Sono dolentissimo che hai declinato l'invito che ti fu fatto dall'Inghilterra di intervenire in Egitto. Voglia Iddio che il tuo rifiuto non sia causa di nuovi danni all'Italia nel Mediterraneo.

Bisognava accettare senza esitazione. Quando Cavour ebbe fatta l'offerta di unirsi alle Potenze occidentali per andare in Crimea, non vi pensò un istante. Il governo del piccolo Piemonte ebbe quel coraggio che oggi manca al governo d'Italia.

Il tuo aff.mo
F. Crispi.»

Londra, 29 luglio 1882.

Stamattina, stizzito, vi acclusi lettera per Mancini col proponimento di non parlarvi più di politica. La stampa italiana fa troppo la sentimentale e concorre col governo a far perdere all'Italia l'occasione che la fortuna ha messo in nostre mani. Ricevo ora il vostro telegramma che m'informa Mancini desiderare il mio pronto ritorno. Vi risposi telegraficamente.

È bene inteso che quanto io vi scrivo.... vale a prevenire Mancini, se mai è in tempo per correggere il mal fatto.
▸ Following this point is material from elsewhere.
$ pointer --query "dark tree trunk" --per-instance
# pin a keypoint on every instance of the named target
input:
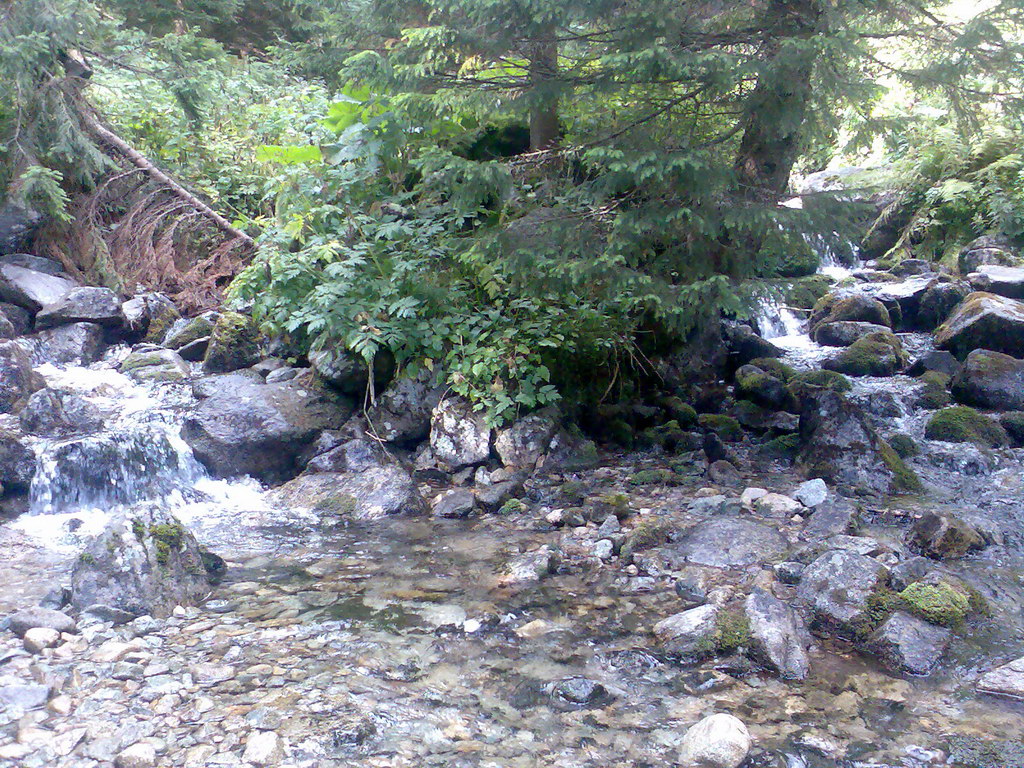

Il Governo inglese, nell'impresa egiziana, preferisce noi ai francesi. È inutile spiegarvene i motivi. Un giorno Granville vedendo il Menabrea gli disse: «Se vi chiedessimo d'esser con noi in Egitto, accettereste?». E l'altro: «Certamente». Non era un linguaggio ufficiale, ma parole gettate così per tastare il terreno.

Alcuni giorni dopo il principe di Galles vide Menabrea e si congratulò con lui. Vi avverto intanto che queste cose io non le so da Menabrea, perchè costui fa con me il misterioso, tanto che non andrò più a trovarlo.

Finalmente venne l'invito; ed io sapendolo, e Menabrea ignorando che io lo sapessi, venni da lui pregato di telegrafare a Mancini a nome mio, in cifra, esser mia opinione di dovere accettare l'impresa egiziana qualora gliene venisse l'offerta. Mancini ringraziò prima, chiedendo consigliarsi coi suoi colleghi, poi rifiutò.